Brits told: Save six times more for your pension or face poverty
BRITISH workers must be forced by government to save six times more of their salary or face dying in poverty, a damning new report warns today.
Average savers have just £36,800 to pay for old age – well below the £240,000 barrier required to get a decent pension in retirement, the study by Policy Exchange says.
Now the group is calling on ministers to abolish rules letting people opt-out of pension savings and make retirement savings compulsory like general taxation.
“This is putting an intolerable burden on the state which needs to be addressed sooner rather than later,” said James Barty, who wrote the report for the think tank.
“With an ageing population, putting money aside for later life should be seen in the same context as National Insurance contributions, taxes and even education – an obligation that falls on everyone in society.”
Current levels of savings would give a retiree an annual salary of just £1,340, lagging the £16,200 government says is needed in old age.
Pensions minister Steve Webb is rolling out a scheme to automatically enrol workers into a pension scheme, but it has been criticised for the low rate of savings that the measures require.
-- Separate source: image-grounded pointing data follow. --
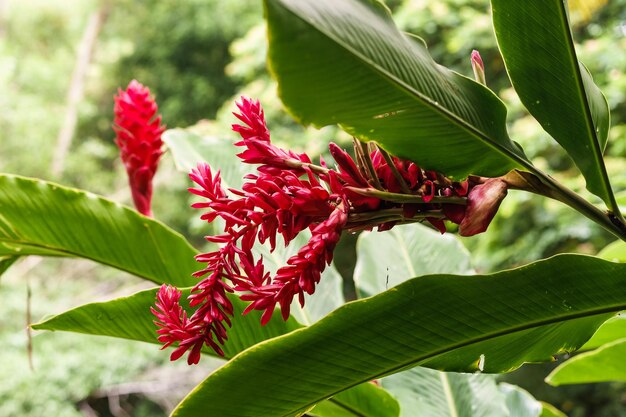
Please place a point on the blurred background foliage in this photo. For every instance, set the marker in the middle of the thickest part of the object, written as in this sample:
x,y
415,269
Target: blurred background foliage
x,y
198,56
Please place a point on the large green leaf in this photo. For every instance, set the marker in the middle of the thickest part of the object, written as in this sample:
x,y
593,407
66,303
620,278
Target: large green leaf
x,y
345,62
130,318
603,364
385,260
425,392
537,47
406,326
41,218
364,400
610,331
549,410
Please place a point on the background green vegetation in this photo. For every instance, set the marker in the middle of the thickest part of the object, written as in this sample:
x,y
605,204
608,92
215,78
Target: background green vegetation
x,y
197,57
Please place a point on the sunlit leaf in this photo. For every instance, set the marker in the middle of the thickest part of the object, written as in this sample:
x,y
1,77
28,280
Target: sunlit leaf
x,y
345,62
538,50
408,325
603,364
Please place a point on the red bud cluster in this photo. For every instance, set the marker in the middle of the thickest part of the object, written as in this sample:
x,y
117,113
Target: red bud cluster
x,y
138,131
288,195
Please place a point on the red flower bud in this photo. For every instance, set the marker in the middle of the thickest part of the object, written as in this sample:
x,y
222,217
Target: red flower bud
x,y
138,135
482,205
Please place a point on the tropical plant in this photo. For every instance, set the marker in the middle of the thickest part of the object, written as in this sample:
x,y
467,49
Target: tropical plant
x,y
431,147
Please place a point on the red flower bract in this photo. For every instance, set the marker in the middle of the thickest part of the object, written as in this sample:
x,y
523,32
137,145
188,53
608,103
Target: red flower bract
x,y
288,195
138,135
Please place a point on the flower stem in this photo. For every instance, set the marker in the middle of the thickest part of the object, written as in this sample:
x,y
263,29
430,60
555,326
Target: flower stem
x,y
543,184
406,198
394,170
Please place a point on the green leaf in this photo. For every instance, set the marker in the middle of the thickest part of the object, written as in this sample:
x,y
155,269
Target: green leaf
x,y
189,149
364,400
426,392
603,364
328,293
6,262
612,330
407,326
549,410
519,403
536,44
130,318
615,252
345,62
41,218
385,260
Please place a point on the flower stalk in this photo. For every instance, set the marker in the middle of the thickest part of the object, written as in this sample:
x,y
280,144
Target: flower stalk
x,y
287,195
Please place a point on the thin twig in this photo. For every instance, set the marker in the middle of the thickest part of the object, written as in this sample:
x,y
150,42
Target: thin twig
x,y
367,161
29,336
Under the current rules, workers will have to put away eight per cent of their salary into a pension but the Policy Exchange calculates this will leave workers with just 55 per cent of what is required to survive in retirement.
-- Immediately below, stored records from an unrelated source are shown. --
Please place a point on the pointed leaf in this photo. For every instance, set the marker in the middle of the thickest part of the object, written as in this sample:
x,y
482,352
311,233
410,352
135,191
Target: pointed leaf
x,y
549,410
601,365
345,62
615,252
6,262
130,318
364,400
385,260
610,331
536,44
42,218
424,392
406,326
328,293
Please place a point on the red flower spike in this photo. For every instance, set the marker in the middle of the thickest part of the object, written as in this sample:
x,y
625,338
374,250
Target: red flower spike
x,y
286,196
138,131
It says the threshold should be closer to 12 per cent and there should be no room for workers to opt-out of the scheme.
Alan Brown, senior adviser at Schroders, said: “Underfunded pensions are a ticking time bomb and ignoring the problem will not make it go away. We must fund our pensions in a sustainable way which is fair both to the current generation of workers and to those who are to follow.” Among the recommendations, the think tank says the government should step into the annuity market. It suggests the government should issue annuity type government bonds, which retirees could buy instead of the normal annuities. That would give clarity on the interest rates that were available in retirement.
Insurance companies and other pension providers could then offer products that would provide income after the bonds had expired. In this way you could break out the life insurance and interest parts of the annuity.
The report also suggests the government should allow up to 50 per cent of the minimum income requirement above the state pension element to come from a source other than annuities.